Hunt For a Lover
All preparations get started early by January for Feb 14th, preparing valentine cards and gifts for their special ones. I saw the huge crowd to where it went analyzing why this has to be celebrated and for what. I wished to know as to whom I should show and pour out my love. Though I got saved earlier during my schooling, knowing Jesus, I was wanting for my parent’s and worldly love. None was there to satisfy my soft little heart which needed infinite love. I wanted to know my true valentine. I was browsing the net to know what a valentine’s day is. I found that it was just to remember the man valentine who gave his life for his wife on account of his love.
Then I went through the Bible. I came to know the true valentine, having brightest days ahead. First I prayed God to give me someone to care when I really felt missing my parents at hostel. It was at this time that the Lord talked to me through John 3:16. It says “For God so loved the world that He gave His only begotten Son that whosesoever believeth in Him should not perish but have everlasting life”. How great this love is giving His only son that too for my cause? Gen 1:26,27 tells that out of love God made me and gave me full dominion over the sea, birds of the air, the cattle etc. And that He had made me out of his own image breathing into me the breadth of life. I came to know that “God needed to have a fellowship wit me”. I really felt ashamed when I realized that Jesus was waiting for a fellowship with me but me a fool was waiting for fake worldly love. I realized that how Jesus would feel if I don’t show my love in turn! I started to love Jesus.

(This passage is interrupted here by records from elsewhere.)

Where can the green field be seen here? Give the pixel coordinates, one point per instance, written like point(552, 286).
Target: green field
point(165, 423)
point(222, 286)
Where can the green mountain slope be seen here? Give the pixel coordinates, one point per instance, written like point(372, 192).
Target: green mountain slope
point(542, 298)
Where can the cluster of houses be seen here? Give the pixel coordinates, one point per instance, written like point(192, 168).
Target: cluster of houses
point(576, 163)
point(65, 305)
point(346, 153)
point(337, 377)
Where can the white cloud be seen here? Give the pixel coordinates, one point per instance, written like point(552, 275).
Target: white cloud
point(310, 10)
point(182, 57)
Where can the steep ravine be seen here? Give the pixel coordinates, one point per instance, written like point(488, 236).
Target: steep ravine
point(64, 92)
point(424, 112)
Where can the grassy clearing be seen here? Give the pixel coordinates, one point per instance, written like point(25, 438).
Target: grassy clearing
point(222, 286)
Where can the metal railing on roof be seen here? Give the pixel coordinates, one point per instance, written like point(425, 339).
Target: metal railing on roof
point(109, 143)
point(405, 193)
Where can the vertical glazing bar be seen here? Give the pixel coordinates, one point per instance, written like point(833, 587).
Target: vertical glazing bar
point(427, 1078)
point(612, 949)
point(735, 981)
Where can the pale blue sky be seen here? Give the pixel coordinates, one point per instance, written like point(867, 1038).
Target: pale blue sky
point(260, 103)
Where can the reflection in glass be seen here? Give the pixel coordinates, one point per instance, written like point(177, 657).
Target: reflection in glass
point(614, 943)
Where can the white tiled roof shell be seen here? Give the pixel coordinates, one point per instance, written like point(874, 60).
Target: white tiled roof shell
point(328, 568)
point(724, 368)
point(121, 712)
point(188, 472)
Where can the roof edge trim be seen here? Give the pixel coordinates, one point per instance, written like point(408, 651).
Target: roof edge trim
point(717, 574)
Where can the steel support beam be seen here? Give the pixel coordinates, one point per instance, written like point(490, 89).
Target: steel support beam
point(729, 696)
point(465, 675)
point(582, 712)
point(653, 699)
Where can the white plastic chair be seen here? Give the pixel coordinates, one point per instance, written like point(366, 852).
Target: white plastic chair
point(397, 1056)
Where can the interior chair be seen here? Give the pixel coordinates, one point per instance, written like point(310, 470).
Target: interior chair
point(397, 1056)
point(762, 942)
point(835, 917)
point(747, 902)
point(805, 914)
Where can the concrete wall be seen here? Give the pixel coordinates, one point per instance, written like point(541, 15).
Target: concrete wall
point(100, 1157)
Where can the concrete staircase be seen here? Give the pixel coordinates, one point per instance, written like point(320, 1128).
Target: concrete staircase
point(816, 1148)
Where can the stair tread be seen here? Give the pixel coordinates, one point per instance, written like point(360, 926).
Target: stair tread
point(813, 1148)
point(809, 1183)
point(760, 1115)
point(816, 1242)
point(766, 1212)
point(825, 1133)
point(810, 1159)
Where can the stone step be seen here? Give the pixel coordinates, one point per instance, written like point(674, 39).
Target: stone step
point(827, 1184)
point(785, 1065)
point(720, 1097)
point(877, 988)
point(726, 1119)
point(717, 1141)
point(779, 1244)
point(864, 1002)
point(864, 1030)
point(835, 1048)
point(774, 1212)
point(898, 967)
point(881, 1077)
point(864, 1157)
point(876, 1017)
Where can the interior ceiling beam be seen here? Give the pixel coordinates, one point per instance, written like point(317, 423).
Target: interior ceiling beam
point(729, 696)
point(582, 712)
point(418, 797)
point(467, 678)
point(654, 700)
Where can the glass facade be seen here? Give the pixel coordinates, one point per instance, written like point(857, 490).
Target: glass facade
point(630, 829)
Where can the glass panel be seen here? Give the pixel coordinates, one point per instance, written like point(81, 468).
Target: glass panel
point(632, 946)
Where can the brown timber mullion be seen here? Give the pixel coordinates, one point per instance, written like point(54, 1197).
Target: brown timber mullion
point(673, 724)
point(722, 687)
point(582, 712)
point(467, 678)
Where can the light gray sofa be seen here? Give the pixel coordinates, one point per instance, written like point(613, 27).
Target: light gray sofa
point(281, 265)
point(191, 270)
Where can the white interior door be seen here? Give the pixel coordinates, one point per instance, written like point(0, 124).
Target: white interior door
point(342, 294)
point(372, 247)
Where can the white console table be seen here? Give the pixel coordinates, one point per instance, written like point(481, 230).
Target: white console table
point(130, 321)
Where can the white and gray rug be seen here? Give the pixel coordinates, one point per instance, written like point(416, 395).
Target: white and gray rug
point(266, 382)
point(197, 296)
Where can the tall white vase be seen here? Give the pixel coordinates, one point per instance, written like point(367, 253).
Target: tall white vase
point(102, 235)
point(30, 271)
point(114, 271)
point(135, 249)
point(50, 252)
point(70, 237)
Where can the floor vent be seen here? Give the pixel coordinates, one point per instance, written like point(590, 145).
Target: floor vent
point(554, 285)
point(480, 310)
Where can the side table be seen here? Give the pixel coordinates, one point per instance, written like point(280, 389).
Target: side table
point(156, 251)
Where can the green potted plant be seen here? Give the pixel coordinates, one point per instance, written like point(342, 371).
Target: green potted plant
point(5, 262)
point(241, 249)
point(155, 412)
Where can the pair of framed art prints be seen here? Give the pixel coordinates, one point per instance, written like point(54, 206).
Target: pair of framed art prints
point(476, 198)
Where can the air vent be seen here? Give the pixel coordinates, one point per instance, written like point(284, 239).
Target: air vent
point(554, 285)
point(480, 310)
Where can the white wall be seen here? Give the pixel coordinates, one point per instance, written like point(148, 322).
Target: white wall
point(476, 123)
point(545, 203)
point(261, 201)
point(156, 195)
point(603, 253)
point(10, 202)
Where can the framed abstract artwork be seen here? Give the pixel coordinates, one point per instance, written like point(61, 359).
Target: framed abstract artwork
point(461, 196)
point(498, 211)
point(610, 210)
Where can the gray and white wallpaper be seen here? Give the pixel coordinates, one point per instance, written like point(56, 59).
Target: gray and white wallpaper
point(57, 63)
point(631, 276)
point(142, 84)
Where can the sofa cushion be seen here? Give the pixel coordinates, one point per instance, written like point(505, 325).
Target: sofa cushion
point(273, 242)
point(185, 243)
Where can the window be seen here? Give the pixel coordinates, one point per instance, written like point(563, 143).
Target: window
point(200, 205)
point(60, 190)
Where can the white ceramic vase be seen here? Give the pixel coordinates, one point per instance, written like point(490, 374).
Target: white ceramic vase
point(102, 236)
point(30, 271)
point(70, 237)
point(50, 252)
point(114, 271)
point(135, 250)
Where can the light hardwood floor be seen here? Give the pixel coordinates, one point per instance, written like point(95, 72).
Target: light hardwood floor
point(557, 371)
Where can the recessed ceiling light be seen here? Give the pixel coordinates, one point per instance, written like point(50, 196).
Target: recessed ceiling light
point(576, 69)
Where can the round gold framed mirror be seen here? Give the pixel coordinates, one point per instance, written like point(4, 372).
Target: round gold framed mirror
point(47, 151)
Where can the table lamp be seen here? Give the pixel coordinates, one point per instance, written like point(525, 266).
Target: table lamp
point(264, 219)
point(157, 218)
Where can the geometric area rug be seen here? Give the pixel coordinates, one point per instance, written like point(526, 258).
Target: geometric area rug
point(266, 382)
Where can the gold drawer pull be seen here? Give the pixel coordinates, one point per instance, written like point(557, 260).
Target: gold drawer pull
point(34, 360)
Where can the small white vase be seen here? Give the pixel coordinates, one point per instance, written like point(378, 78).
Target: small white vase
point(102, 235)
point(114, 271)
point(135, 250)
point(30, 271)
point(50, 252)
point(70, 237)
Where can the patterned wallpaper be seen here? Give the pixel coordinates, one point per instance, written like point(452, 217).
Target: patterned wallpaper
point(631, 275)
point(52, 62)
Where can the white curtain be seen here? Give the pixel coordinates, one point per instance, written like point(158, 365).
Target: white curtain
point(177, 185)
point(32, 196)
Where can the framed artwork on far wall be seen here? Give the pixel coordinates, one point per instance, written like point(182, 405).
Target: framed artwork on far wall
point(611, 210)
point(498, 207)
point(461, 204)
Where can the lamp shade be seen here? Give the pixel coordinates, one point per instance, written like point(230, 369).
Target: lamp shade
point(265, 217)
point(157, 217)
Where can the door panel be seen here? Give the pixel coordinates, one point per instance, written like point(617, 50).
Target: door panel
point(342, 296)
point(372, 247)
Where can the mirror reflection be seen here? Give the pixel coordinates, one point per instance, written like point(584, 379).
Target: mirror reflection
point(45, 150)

The next verse through which God spoke was exodus20:5 which say that “For I the Lord your God am a jealous God”. Exodus 20:3 says that “You shall have no other Gods before me.” I was happy at this verse because I was sure that I worshipped the one and only living God Jesus. But God talked to me telling that “If anyone replaces His position in my heart and if I give first importance to someone else instead of Him, then it becomes an idol”. I was really guilty, sad and disgusted. It was at this time that I had to forget many people in my life whom I considered so dear. When I self-analyzed myself I found that I had given them much place in my heart that I wasn’t able to live without talking to them. But on the other hand my gracious Lover comforted me. At this point of my life I understood and experienced the true love, care and comfort of Jesus. I understood that it is GOD IS LOVE and not God has love. Love is an essence of God’s character. Life changed. Each minute I used to talk to my Jesus in class and at hostel. He taught me through Exodus19:5 that if I keep His covenant& obey Him, He’ll have me as a special treasure above all people. This was what I expected to get from the world but came to know that only Jesus could have me so special. The youth blood is something which has capacity to show extreme affinity to someone and that’s why Bible says “Remember the Lord in your youth.” When I accepted Jesus as my LOVER, I spent time with Bible and prayer instead of my mobile. I found out what peace is. Praise God.